Eric Collisson, MD, an assistant professor with the Division of Hematology and Oncology, and Barry Taylor, PhD, an assistant professor in the Department of Epidemiology and Biostatistics, led a session called “Drugs and Genomes: How Precision Medicine is Revolutionizing Oncology.” They noted that while technology is making it trivial to sequence vast amounts of DNA, the challenge emerging now is how to best use the information to direct treatment and improve patient care.
Taylor, a bioinformatics expert, was recently part of a research team that went deep into genomic data to identify genetic mutations behind one bladder cancer patient’s remarkable response to an experimental drug that failed for other patients. This type of information obtained from research can increasingly be used to identify subsets of patients who might benefit from specific treatments, Taylor said.
Eric Collisson, MD
However, researchers now are tackling the challenge of how to make genomic data on cancer available within the far-flung research community so that such discoveries can be made more easily — while at the same time guarding patient privacy.
Cost also remains a factor, Taylor and Collisson said, with the expense of maintaining the servers that contain the data becoming a significant factor to consider. In addition, gene patent rights are being challenged in court, and the environment for intellectual property related to genomic testing may influence which kinds of tests become available and at what cost.
While the same mutations may occur in different types of cancer and sometimes can be successfully targeted by the same drugs, other genetic factors play a role and contribute to the great complexity involved in sorting out relationships that matter in describing tumors and identifying the best treatments for them.
Barry Taylor, PhD
Inheritance plays a role, as do the patterns of gene activation in normal and abnormal tissues — and the activity of genes in turn may be affected by variations in the environment in which a tumor is growing. There is a tremendous amount of data that may be collected and analyzed in an effort to identify important associations.
“Not all mutations are built equally; it’s the context of the mutation that is most important, and that’s what we’re working on,” Collisson said.
At a session titled “Genetic and Cancer Risk: Personalizing Cancer Treatment with Genetics,” audience members got a primer on hereditary cancers from medical geneticist Robert Nussbaum, MD, molecular epidemiologist John Witte, PhD, and Beth Crawford, MS, a licensed genetic counselor.

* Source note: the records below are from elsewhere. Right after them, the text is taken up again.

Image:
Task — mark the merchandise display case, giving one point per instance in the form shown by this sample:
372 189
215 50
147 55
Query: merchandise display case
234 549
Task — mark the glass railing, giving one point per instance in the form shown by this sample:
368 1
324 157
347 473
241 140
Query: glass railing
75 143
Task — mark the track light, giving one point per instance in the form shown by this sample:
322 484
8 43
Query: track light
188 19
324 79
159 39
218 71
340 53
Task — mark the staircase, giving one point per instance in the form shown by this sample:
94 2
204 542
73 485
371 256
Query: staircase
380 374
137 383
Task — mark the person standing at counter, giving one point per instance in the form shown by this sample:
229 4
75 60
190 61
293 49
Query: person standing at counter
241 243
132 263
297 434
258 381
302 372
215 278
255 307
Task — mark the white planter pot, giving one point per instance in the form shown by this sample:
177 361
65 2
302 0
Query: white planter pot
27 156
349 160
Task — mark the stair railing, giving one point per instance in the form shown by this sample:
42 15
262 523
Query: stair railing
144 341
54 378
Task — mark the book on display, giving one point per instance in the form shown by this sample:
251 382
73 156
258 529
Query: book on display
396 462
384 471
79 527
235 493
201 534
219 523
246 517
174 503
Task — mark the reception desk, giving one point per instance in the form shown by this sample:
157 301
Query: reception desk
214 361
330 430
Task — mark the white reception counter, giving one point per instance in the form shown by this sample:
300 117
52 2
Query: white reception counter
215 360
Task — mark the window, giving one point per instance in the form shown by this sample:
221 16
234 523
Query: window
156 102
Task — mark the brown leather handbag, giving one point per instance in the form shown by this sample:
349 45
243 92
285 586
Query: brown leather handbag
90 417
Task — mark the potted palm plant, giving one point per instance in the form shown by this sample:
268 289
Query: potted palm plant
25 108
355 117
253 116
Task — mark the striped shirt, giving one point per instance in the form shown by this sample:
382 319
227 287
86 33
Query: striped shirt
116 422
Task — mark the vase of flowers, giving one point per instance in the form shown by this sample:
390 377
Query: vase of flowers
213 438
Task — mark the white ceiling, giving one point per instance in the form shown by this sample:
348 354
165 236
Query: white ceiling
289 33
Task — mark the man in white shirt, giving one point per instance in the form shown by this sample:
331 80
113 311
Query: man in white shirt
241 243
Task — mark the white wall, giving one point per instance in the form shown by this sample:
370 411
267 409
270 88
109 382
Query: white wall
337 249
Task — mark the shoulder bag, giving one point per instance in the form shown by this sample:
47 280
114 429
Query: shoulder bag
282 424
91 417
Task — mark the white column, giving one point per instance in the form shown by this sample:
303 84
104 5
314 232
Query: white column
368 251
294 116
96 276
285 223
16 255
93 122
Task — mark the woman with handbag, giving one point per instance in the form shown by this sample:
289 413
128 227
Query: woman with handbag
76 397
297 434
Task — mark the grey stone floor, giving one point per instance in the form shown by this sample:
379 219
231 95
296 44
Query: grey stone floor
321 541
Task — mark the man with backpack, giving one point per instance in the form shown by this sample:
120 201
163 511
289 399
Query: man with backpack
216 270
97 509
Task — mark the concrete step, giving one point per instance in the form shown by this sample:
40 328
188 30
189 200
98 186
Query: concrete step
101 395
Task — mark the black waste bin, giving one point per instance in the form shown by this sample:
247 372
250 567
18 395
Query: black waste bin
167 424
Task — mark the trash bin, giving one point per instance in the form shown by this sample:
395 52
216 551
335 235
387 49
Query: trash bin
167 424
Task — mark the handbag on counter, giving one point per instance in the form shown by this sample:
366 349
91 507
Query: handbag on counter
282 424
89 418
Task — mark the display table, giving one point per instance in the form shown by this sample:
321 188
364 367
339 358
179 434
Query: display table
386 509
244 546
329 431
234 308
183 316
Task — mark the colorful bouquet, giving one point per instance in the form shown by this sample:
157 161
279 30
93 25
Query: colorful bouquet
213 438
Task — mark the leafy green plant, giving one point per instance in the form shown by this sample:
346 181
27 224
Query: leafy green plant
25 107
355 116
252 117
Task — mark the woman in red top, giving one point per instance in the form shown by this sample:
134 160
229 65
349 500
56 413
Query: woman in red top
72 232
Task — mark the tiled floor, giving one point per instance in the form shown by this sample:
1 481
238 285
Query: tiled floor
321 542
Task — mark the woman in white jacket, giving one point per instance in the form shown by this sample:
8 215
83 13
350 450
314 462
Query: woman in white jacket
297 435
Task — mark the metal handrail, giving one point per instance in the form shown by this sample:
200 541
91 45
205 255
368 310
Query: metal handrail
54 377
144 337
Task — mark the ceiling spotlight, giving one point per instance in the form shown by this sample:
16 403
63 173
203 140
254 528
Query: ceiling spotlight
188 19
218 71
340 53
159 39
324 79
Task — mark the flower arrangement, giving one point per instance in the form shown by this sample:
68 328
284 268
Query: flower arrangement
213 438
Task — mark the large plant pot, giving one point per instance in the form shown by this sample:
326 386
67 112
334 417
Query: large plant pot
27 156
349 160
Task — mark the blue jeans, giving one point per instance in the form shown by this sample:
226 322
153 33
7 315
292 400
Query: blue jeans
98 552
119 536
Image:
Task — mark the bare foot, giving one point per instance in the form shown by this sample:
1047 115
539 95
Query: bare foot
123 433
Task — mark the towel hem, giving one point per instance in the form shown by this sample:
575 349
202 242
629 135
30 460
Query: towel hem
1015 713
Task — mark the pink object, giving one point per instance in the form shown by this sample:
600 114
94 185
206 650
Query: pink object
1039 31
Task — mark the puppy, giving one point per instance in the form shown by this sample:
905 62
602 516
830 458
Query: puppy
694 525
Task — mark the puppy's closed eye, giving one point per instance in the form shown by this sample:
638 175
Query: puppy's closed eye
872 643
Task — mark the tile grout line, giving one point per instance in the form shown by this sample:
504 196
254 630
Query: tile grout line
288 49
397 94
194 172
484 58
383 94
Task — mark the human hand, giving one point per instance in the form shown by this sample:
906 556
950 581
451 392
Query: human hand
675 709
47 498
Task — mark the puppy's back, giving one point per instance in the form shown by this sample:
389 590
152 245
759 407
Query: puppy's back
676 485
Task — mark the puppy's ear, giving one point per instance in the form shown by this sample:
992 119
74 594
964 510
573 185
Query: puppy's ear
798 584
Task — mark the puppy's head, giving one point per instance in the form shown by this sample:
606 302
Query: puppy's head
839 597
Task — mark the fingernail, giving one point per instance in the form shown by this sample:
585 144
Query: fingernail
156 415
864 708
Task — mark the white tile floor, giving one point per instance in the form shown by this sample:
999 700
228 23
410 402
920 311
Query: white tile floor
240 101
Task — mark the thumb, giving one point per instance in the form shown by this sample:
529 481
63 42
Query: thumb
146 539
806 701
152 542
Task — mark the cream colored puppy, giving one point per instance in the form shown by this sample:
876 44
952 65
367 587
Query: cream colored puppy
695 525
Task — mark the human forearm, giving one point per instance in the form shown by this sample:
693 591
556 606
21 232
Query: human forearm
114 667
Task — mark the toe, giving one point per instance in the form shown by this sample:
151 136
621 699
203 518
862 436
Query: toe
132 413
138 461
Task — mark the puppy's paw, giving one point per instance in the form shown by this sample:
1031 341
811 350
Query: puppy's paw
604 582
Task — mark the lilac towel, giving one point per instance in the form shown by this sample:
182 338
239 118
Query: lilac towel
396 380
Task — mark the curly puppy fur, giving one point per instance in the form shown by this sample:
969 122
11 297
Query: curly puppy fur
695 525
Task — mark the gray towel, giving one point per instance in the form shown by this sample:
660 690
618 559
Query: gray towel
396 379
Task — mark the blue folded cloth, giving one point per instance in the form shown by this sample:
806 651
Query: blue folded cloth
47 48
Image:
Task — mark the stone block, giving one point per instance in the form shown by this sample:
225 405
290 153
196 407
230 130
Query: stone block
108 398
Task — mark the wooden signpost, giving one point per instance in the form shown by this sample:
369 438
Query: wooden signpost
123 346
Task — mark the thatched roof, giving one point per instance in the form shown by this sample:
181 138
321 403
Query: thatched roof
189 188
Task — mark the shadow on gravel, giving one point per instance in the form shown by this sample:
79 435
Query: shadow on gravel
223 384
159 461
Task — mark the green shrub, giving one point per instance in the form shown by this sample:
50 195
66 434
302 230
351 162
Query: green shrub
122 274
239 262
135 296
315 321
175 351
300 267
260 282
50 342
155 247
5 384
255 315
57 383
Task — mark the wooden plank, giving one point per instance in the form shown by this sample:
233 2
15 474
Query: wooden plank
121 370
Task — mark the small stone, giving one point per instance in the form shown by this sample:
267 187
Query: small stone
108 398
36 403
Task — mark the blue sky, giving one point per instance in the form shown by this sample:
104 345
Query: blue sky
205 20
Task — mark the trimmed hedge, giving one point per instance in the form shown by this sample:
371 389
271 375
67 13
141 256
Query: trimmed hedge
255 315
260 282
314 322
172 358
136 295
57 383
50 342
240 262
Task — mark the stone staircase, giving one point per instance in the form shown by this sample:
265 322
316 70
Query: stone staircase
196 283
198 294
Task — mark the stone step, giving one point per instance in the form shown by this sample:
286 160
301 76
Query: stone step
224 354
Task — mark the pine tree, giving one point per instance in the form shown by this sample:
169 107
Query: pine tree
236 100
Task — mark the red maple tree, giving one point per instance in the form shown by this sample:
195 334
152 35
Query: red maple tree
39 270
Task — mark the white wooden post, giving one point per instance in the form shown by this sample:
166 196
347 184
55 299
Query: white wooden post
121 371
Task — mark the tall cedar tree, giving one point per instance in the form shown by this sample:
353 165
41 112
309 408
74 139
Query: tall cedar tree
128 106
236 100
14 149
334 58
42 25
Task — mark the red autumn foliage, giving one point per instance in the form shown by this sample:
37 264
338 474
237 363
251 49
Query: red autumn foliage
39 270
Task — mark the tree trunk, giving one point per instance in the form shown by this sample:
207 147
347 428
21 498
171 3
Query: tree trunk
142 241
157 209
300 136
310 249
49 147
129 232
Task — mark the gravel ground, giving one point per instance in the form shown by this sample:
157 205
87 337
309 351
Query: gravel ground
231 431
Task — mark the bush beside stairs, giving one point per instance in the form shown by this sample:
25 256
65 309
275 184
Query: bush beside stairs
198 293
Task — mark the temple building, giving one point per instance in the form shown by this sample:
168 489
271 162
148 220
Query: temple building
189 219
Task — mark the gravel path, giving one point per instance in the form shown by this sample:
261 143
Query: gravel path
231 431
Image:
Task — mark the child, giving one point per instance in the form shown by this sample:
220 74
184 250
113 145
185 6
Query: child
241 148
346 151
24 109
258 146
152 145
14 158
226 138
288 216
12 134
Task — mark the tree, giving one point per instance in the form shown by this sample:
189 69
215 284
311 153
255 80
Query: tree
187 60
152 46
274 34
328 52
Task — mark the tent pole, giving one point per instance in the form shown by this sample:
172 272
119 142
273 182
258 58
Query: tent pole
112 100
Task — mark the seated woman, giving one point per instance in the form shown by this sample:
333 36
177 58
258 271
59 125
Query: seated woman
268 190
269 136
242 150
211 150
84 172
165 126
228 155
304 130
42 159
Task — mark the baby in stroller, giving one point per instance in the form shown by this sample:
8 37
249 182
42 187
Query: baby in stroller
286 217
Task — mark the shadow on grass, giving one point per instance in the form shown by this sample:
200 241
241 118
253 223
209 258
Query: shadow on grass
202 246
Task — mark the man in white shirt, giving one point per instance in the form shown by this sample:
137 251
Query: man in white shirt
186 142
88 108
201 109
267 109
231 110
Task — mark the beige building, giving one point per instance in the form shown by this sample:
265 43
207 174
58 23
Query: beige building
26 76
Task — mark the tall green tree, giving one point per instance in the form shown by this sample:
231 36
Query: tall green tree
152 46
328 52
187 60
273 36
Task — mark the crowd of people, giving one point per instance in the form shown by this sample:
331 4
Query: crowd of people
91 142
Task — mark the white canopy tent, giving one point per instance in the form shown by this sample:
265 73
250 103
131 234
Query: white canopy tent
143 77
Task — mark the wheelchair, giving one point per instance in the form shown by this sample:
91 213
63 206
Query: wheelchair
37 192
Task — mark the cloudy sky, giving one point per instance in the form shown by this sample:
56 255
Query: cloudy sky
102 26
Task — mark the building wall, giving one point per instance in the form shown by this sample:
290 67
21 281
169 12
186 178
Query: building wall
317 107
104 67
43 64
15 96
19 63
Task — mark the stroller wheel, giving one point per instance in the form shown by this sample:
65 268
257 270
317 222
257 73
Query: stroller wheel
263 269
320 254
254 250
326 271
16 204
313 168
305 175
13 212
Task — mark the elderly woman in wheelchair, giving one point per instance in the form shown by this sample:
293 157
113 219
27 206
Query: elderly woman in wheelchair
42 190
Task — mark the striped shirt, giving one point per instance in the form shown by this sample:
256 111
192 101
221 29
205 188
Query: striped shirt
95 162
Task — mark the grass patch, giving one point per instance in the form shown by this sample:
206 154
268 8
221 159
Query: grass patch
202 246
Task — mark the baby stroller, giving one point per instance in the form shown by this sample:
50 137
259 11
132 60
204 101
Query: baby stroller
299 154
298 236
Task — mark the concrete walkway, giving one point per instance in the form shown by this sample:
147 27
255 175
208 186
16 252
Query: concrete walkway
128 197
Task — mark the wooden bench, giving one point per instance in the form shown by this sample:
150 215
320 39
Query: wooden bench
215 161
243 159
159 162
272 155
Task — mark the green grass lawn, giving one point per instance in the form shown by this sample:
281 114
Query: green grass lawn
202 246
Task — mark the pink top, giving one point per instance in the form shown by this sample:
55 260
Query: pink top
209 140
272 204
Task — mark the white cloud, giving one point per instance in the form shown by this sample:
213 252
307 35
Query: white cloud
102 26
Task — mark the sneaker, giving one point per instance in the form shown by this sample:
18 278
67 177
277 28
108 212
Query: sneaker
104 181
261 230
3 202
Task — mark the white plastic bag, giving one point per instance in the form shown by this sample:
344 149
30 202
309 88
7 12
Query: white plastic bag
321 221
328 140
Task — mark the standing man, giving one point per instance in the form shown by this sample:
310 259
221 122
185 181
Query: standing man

Inheriting a bad copy of a gene increases the risk for cancers developing when additional mutations arise during a lifetime.
“Inheriting a defective gene is like flying an airplane without a co-pilot,” Nussbaum said. “If you lose the pilot, there is no one left to fly the plane.”
UCSF, through it’s Cancer Risk Program, has been an early leader in counseling families with hereditary cancers, including those caused by BRCA gene mutations that are most commonly associated with breast and ovarian cancers.
Although hereditary cancers often strike at an early age and devastate families, only a minority of cancers have such a strong hereditary component, Nussbaum said. Advances in genomics that make it faster and cheaper to probe tumor DNA are expected to make it easier to identify additional causes of hereditary cancer.